I have been taking mirtazapine 30mg for a couple of months and have found it has helped a lot with my sleep, appetite, depression, and generalized anxiety. Best of all it doesn't have any troublesome side effects (eg sexual problems) and it is the only antidepressant I seem to tolerate (I found SSRIs too activating). However, my social anxiety is still a problem.

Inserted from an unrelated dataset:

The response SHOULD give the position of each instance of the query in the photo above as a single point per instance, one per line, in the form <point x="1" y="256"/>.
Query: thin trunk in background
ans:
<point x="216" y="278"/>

I was thinking of increasing the dosage and was wondering what other people's experience was in taking a 45mg dose. On Wikipedia it says that as the dosage increases the less sedating it is supposed to be. Is this what others have found or did the drowsiness also increase. Does increasing the dose help the social anxiety symptoms or is it just more of the same effect.
Any feedback would be much appreciated.


----------



## nenad (Jan 3, 2008)

I had a similar experience with Mirtazapine. Thinking increasing the dose might do more for SA i went up to 60mg. It didn't, it only increased the side effects with minimal benefits. At 60 mg it had significant sexual side effects. The sedation was similar at 30 to 60 mg.


----------



## meridian (Feb 3, 2008)

Thanks nenad. Are you still taking it or did you find something more effective? If you did stop taking it, was it hard to come off?


----------



## redkit (Mar 14, 2006)

try a benzo for SA. mirtazapin is useless.


----------



## Noca (Jun 24, 2005)

Remeron is a wonderful drug if you have sleep problems. No sexual side effects. Its more powerful than SSRI's as it works a different way and i think it effects all neurotransmitters.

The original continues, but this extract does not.